潮騒の現場

 それからきっかり三十分後、木場とガマ警部は現場に到着した。フロントガラス越しに現場となった屋敷を確認する。


 それは切り立った岸の上に一軒だけ聳える邸宅で、まるで中世ヨーロッパの屋敷を模したような外観をしていた。左右に広がる壁は黄色い煉瓦造りで、等間隔に小さな窓が設えられ、両端にある塔のような箇所に黒い円錐形の屋根が被せられている。時代と国境を飛び越えたようなその屋敷を、木場は初めての海外旅行を経験した大学生のような顔で見つめた。


「うわぁ……すごいですね、この屋敷。なんかこう、いかにもミステリー小説に出てきそうな曰く付きの場所って感じです」


「……これは小説じゃなくて、現実に起こった事件だがな」


 ガマ警部が釘を刺した。木場が叱られた子どものようにしゅんとする。


「それにしても、こんな危なっかしい場所にわざわざ屋敷を建てるとは……、雨宮はとんだ酔狂な男だったようだな」


 ガマ警部が顔を横に向けて窓の外を見やった。崖から海面までの距離は相当高く、海抜五十メートルはありそうだ。津波が届く高さではないが、崖が崩れれば屋敷ごと海に転落する危険性は十分にある。こんな場所に住居を構える理由はまるで見当たらない。


「雨宮さん、よっぽど海が好きだったんでしょうか? 波の音を聞くと気分が落ち着いたとか」


「さぁな。金持ちの考えることはよくわからん。それよりも早く行くぞ。いつまでも車内で食っちゃべっているわけにはいかん」


 言うが早いが、ガマ警部はパトカーの扉を開けて出て行ってしまった。木場も慌ててシートベルトを外すと、自分も車の外に出た。




 扉を開けた途端に強風が吹きつけ、木場は咄嗟に髪を押さえた。潮の香りが鼻孔をくすぐり、押し寄せる波の音が耳に飛び込んでくる。波は大きくうねりを上げて陸地へと向かい、岸壁に打ちつけられては翻り、飛沫を上げて海へと還っていく。一定の間隔で繰り返される自然のダイナミズムを前に、木場は一瞬、事件の捜査に来ていることを忘れた。


「木場! ぼけっとしてないで早く来い」


 ガマ警部の怒号が飛んだ。木場は我に帰ると、慌ててパトカーを回り込んでガマ警部の隣に立った。すでに先発隊が到着しているようで、無造作に駐車されたパトカーの頭上で、この場に不釣り合いな赤いサイレンが点滅している。
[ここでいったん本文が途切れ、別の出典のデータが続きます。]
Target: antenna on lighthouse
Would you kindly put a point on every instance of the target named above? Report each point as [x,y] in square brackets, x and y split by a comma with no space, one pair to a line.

「いやぁ……これが現場かぁ……」木場がしみじみと言った。


「何かこう、緊張感が全然違いますね。つい最近まで反則切符切ってたのが嘘みたいだ」


「おい、呑気なことを言ってる場合じゃないぞ。もしこれが殺人事件だとすれば、この屋敷の中に犯人がいるかもしれん。見学気分でいるのなら今すぐ帰れ」


 ガマ警部が冷たく言い放った。木場は慌てて胸の前で両手を振る。


「す、すみません。何せ自分、初めての捜査でちょっと舞い上がっちゃって。でも大丈夫です。これからはちゃんとガマさ……警部の指示に従って頑張りますから!」


 木場がぴしりと敬礼した。ガマ警部はいかにも信用していなさそうな視線を木場に送った後、ふんと鼻を鳴らして屋敷の方に向き直った。


「でも警部、捜査ってまず何から始めればいいんですか?」


「捜査の基本は聞き込みと現場の調査だ。先発隊からの連絡によれば、今現場は鑑識が調査している。先に家人への聞き込みを済ませるのがいいだろう」


「聞き込みかぁ。一回やってみたかったんですよね! こう、一癖も二癖もある人間をごりごり搾り上げていくわけですよね? みんな腹に一物を抱えていて、自分に都合の悪い事実を隠すんですけど、情報を突合する中で徐々に真相が明らかになっていって……。そのカタルシスはやっぱり最高ですよね! よし、張り切っていきますよ!」


 木場はスーツの袖をたくし上げて腕まくりのような動作をすると、意気揚々と屋敷へと乗り込んで行った。


 ガマ警部は額に手を当ててため息をついた。先が思いやられる――。声に出さずとも、彼の顔にははっきりとそう書いてあった。